Mais en 1993, le super-héros noir voit une nouvelle aube avec l’arrivée de Milestone Media. Fondée par des artistes et écrivains noirs, Milestone se consacre aux histoires noires et multiculturelles. La bande dessinée Icône, par exemple, présente un extraterrestre ressemblant à Superman qui arrive sur Terre pour se retrouver dans le Sud d’avant-guerre. Là, il prend la forme de la première personne qu’il voit : un Afro-Américain réduit en esclavage. Milestone a établi une nouvelle norme pour les personnages noirs, tout en servant d’incubateur de talents pour les écrivains et les artistes qui allaient influencer l’ensemble de l’industrie. Dwayne McDuffie, l’un de ses fondateurs, a défini des personnages traditionnels comme Batman pour une génération de nouveaux publics et a porté à l’écran des créations originales comme le super-héros noir Static. Christopher Priest, qui a brisé les barrières en tant que premier rédacteur noir chez Marvel et faisait partie du groupe qui a créé Milestone, allait rajeunir Black Panther, en écrivant une série acclamée de 1998 à 2003 qui a fait passer le personnage de l’obscurité à la liste A. de bandes dessinées. Comme l’écrit Priest, la Panthère Noire est un génie énigmatique qui reste soigneusement éloigné du monde occidental. C’est Priest qui a façonné le personnage au cours des 20 années suivantes et dont le travail (avec celui de Ta-Nehisi Coates, qui a commencé à écrire le personnage de la page en 2016) a constitué la base du héros que nous avons vu dans le film.

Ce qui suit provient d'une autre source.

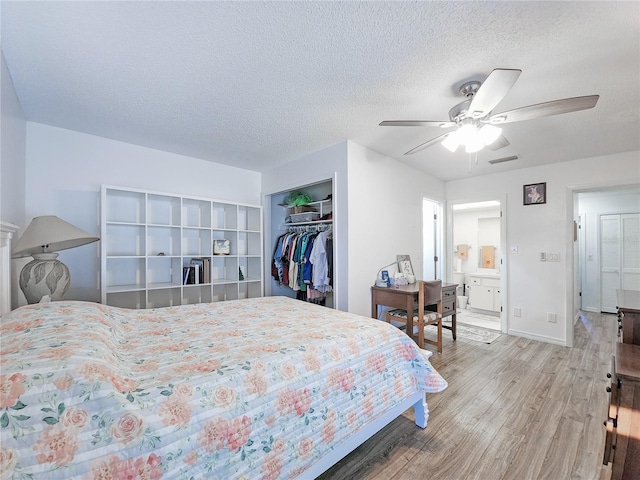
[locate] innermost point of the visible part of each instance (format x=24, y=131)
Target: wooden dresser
x=622, y=441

Cette tradition de représentation et de narration noire se poursuit. Riri Williams, une jeune femme noire qui revêt une version de l’armure d’Iron Man pour devenir Ironheart, était une création de 2016 de Brian Michael Bendis, qui est blanc. Mais en 2018, elle a été réinventée par Eve Ewing, professeure adjointe à l’Université de Chicago et femme noire. Ironheart d’Ewing était une version très appréciée du personnage qui, selon les mots d’un critique, « parcourt parfaitement la frontière entre le classique Marvel et la nouveauté rafraîchissante ». Les artistes noirs d’aujourd’hui – et les super-héros qu’ils créent avec audace – reposent sur les épaules de Black Panther.